Could streaming services like Spotify, Pandora, Last.fm and Grooveshark live entirely on advertising alone? Seems like a seriously speculative bet, but not to Alexis van de Wyer, president at Adswizz. He thinks that Spotify and its streaming peers have been so focused on audience growth that they haven't really wrapped their heads around sophisticated ad-based monetization. "What this industry has seen is a huge amount of audience growth," van de Wyer told Digital Music News. "But so far we haven't necessarily seen the monetization. Or when there is monetization, the costs are growing faster than the revenues."
Which has led to van de Wyer's theory that ad-based companies like Spotify and Pandora could totally survive on advertising alone - and be profitable - if they successfully dedicated the resources and brainpower to making this happen. "I've seen it, I know that it's possible," van de Wyer told us.

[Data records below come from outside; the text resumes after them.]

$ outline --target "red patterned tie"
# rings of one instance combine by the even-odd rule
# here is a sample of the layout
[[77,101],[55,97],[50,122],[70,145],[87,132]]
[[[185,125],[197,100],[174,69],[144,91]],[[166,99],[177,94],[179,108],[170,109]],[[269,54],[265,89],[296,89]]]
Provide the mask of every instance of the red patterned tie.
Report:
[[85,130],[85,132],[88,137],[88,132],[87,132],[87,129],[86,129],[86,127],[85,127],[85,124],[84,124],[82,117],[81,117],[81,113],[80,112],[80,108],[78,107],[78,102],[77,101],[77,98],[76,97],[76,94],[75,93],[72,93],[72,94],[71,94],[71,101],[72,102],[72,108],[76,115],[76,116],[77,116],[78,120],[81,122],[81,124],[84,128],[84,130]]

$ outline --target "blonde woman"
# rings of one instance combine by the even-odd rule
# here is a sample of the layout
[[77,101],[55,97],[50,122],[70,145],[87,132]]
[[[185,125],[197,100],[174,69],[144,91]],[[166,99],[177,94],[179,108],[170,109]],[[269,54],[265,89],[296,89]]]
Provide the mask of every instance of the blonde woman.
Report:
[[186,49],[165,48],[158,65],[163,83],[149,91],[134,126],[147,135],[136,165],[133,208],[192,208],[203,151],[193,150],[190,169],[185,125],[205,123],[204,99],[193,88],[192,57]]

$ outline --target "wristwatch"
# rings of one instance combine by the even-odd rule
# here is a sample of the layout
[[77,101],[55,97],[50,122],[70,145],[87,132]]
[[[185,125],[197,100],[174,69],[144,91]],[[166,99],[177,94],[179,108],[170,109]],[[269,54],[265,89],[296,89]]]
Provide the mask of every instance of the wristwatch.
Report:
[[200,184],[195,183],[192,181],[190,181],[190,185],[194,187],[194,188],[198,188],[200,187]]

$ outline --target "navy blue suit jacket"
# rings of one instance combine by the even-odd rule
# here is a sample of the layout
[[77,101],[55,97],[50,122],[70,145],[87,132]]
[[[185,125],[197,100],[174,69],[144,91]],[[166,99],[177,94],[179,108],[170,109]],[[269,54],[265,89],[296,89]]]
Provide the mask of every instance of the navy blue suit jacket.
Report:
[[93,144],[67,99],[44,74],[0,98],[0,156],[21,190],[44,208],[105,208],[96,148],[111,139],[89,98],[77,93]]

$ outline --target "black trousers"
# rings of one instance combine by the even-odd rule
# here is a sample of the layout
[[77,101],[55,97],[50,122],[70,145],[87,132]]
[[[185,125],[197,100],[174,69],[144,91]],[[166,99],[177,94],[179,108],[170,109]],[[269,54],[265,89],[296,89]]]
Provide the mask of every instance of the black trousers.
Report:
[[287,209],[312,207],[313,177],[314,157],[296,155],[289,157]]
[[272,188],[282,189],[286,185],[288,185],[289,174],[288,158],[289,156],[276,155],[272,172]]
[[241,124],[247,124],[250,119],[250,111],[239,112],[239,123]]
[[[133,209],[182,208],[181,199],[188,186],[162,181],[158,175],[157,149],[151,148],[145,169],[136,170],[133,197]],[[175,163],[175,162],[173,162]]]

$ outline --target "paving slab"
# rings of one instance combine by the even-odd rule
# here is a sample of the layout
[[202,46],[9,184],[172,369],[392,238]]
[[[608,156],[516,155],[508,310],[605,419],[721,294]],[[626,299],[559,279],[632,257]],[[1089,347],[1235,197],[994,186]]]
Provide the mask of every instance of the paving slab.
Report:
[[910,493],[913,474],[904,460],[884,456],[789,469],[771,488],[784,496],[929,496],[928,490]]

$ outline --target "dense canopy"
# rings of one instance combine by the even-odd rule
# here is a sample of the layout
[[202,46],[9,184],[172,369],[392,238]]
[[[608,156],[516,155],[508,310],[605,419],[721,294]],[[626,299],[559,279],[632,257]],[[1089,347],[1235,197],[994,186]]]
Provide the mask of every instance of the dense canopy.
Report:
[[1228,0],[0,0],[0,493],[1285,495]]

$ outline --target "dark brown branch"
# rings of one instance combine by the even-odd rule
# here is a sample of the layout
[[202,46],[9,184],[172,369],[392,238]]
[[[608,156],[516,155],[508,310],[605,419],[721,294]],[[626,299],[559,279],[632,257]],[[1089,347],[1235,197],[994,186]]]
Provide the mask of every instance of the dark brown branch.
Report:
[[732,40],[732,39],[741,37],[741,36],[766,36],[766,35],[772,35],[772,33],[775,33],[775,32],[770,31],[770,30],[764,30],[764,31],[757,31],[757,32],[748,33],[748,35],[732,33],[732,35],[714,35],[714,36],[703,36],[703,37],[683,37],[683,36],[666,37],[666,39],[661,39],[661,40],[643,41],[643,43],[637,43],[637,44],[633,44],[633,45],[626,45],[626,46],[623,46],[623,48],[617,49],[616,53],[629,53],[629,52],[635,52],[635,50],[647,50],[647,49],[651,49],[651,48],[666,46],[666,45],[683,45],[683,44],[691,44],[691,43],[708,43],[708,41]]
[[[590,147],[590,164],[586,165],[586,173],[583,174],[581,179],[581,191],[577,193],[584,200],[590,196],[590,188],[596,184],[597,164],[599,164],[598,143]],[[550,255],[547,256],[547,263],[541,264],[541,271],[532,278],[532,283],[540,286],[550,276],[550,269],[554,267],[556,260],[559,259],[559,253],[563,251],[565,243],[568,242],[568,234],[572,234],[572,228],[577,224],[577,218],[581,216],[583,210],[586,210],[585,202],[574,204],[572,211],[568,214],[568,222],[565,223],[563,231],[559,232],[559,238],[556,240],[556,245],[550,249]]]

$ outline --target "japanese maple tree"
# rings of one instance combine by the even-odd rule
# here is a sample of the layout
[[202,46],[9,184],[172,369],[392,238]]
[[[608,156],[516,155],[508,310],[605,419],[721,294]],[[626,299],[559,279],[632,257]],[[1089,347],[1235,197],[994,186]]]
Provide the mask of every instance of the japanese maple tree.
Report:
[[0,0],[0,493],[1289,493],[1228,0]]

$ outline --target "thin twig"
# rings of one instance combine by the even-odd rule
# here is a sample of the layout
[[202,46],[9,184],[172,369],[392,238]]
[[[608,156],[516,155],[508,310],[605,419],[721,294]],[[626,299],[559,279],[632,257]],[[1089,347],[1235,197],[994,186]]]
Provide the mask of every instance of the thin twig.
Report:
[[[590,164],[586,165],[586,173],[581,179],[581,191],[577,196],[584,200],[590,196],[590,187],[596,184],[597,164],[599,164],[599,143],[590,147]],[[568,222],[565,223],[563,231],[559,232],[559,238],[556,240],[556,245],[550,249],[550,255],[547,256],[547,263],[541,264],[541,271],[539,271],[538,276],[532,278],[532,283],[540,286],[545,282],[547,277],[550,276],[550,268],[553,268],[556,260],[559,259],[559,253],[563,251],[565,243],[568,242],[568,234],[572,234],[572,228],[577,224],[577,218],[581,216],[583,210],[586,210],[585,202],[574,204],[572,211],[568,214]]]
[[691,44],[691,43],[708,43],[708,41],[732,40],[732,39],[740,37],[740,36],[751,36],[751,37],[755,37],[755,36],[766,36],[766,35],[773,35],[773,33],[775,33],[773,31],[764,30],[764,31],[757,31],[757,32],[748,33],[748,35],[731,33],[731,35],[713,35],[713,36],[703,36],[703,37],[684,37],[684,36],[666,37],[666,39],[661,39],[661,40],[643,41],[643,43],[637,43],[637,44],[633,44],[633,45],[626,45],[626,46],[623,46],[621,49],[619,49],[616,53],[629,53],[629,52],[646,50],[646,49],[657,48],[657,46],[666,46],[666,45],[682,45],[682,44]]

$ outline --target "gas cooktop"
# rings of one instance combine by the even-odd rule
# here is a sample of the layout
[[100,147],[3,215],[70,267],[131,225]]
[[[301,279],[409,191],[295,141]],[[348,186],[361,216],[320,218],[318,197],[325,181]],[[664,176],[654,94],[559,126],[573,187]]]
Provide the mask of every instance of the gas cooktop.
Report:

In fact, van de Wyer sees three major reasons for the failure of these companies to successfully reach ad-based profitability.
"Most of those players don't necessarily have their sale forces in place, and Pandora is a little bit of an exception here."
"Obviously the internet doesn't have borders, so there are all sorts of opportunities in remote parts of the world, in different continents and even different parts of the US. But they don't have people in those regions."
"There aren't too many companies doing this well, we've seen some companies getting there; for example, instead of showing 6-7 ads an hour, they're doing 2-3 and doing it in a very targeted way. That includes multimedia, combining video and audio in really smart ways, really raising the CPM."
In other words, 'hyper-targeting' across audio, video, and visual aspects. But wait: there's a seriously dark side to all of this targeted monetization. Earlier, Spotify was caught red-handed dropping nefarious cookies on listener computers. And its life partner, Facebook, mercilessly crams cookies down the throats of its visitors to leverage ad dollars. In fact, we've heard from investors that the only way companies can successfully leverage ads is by vacuuming as much information from user computers - and selling all that data back to companies.
Van de Wyer might have been dancing around that one, while pointing to alternative data-grabbing methods like IP identification. In reality, freebie experiences frequently compromise privacy - and, your hard drive.
Jim Friday, June 08, 2012
There's no way any of them can survive on advertising alone with the way their deals are structured...
FarePlay Monday, June 11, 2012
Aside from the fact that this is really a self-serving post; let me hijack this to a new conversation, sorry its' Monday Morning...
When we talk of profitability, you can't leave out operating expenses. So let's use Spotify as an example.
Their path to profitability is based on their ability to acquire "product" at the lowest cost possible. So the question becomes when you negotiate the deal of the century for content and there are still concerns for profitability, perhaps the real question becomes is this a valid, sustainable business model or number crunching for VC investments.
Now to your point, I know there are a lot of musicians who can't afford to work anymore. Perhaps they could sell advertising for Spotify and everyone can make a living.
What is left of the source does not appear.